Sospiro e salto dal muretto, la strada mi sembra sempre la stessa, l'avranno asfaltata negli ultimi vent'anni? Ne dubito. Mi sembra di essere tornato bambino quando giocavamo con i miei cugini e i pochi amichetti che venivano, come noi, a trovare i nonni in campagna. Entro nella pineta, me la ricordavo più spaventosa, più pericolosa, ma in fondo avevo solo otto anni, ora ne ho quasi trenta e ho perso i miei sogni di bambino.

Ho perso il mio migliore amico, il piccolo Marco, con cui facevo sogni e correvo a perdifiato tra questi alberi. Ricordo le nostre promesse di bambini: ti scriverò; verrò a trovarti... ci sposeremo. Ora rido a quella affermazione, ma allora ci credevo. Eravamo innocenti, non sapevamo nulla del mondo. Un mondo che mi è sempre crollato sotto i piedi. Accarezzo la corteccia di un albero, sento il profumo della resina. Chi voglio prendere in giro domandandomi cosa farò? Il mio cuore ha già deciso. Amo questo posto, il suo profumo, il calore, l'aria limpida.

Ritorno indietro, prima di entrare dal cancello mi volto a guardare il sole tramontare sulle campagne. Domani c'è il funerale, poi devo cercare un impresa per sistemare la vecchia casa, non so se questa o quella del paese. Dove sarà meglio vivere? Quando entro in casa mi accoglie la lenta litania funebre, il pianto delle donne che, da secoli, accompagna i defunti. Non ho pagato nessuna, ma sono venute lo stesso, in onore di 'tia' Maria, hanno detto, mia nonna teneva a queste tradizioni. Domani piangeranno e urleranno per un uomo che le ha sempre trattate come inferiori, ma in fondo loro sanno che era solo una copertura la sua, un modo di fare tramandato dalla cultura contadina che ancora aleggia in questo paesino del nord Sardegna.

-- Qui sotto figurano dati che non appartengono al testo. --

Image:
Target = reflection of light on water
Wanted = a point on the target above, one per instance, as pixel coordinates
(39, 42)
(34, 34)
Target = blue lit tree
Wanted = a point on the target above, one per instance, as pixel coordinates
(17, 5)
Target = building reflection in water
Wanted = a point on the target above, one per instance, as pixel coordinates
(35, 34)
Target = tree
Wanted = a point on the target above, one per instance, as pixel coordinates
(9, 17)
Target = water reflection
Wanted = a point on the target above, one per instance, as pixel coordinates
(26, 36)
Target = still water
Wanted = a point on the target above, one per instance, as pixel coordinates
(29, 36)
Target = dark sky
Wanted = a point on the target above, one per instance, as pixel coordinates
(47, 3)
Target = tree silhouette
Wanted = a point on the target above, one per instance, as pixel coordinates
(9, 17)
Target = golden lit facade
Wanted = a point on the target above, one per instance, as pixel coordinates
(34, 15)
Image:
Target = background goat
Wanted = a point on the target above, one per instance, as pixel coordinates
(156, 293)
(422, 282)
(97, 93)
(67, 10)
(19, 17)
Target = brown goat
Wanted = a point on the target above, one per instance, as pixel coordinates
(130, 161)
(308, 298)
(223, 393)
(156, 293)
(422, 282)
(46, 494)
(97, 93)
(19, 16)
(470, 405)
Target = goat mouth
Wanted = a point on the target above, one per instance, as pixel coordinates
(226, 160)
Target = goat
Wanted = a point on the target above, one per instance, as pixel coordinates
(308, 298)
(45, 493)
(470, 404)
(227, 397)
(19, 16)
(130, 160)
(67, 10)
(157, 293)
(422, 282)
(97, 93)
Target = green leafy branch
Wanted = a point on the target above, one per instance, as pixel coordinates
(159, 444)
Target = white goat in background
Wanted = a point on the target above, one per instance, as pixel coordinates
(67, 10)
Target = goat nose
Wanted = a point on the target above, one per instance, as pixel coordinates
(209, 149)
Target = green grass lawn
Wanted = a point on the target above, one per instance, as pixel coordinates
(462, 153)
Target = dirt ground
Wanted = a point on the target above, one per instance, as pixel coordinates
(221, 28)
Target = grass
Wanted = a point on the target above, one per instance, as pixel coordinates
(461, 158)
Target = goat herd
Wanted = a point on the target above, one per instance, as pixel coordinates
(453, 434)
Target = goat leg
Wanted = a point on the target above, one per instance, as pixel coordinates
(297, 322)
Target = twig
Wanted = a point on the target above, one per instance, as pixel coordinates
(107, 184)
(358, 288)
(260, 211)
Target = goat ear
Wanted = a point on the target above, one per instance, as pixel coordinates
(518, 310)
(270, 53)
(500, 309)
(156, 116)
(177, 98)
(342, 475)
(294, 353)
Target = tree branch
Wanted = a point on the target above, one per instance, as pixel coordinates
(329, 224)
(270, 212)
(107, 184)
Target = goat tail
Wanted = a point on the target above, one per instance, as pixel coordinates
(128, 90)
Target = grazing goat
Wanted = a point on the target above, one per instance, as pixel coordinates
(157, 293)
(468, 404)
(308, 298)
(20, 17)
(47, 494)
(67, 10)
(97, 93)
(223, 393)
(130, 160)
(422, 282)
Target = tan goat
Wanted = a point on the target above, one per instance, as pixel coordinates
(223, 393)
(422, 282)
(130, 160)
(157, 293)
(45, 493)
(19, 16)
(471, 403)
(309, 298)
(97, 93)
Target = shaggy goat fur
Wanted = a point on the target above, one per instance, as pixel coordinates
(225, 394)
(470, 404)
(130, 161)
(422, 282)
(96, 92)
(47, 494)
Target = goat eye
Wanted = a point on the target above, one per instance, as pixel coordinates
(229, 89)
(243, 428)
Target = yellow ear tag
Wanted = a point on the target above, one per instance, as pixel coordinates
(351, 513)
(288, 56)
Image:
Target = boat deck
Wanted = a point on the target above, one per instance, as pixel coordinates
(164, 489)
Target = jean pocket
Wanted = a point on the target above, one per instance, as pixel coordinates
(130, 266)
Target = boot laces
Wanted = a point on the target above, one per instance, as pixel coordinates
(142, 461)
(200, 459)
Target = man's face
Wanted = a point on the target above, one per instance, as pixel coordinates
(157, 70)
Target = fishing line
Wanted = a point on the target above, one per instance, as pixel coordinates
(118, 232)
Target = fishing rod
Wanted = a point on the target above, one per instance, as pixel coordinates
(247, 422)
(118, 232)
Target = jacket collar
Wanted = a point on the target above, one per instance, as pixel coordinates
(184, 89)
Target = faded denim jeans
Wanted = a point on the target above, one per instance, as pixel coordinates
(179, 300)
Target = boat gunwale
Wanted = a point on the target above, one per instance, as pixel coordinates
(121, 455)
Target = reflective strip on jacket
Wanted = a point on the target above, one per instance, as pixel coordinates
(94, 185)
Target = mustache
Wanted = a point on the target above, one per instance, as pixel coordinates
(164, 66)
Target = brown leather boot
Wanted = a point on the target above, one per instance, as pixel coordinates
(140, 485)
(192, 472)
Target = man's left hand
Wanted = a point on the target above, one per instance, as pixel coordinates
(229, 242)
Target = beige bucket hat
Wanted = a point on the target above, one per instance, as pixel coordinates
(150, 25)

Come quando, da piccolo, mi metteva sul suo cavallo e diceva: così si cresce un uomo, non sui libri. Era un uomo di altri tempi, che non saprà mai cosa è suo nipote.

Vado nella camera che hanno sistemato per me, quasi uno sgabuzzino. Apro la mia valigia, accendo il pc, controllo le mail. La mia ex ci tiene a farmi sapere che è dispiaciuta per mio nonno, perchè non l'ho raggiunto. Fino a quando era lei a tradirmi tutto andava bene, ma quando ho dato un bacio a un tipo di cui ora non ricorderei manco l'esistenza, se non fosse per lei, è andata in bestia. Ho cercato di spiegarle che ero talmente ubriaco da non ricordare nemmeno il mio nome, ma lei continua ad augurarmi la morte. Per fortuna non eravamo sposati, non avrei sopportato un divorzio senza fare qualche gesto stupido, tipo cercare di strangolarla. Mi sdraio sul letto, chiudo gli occhi, sono stanco.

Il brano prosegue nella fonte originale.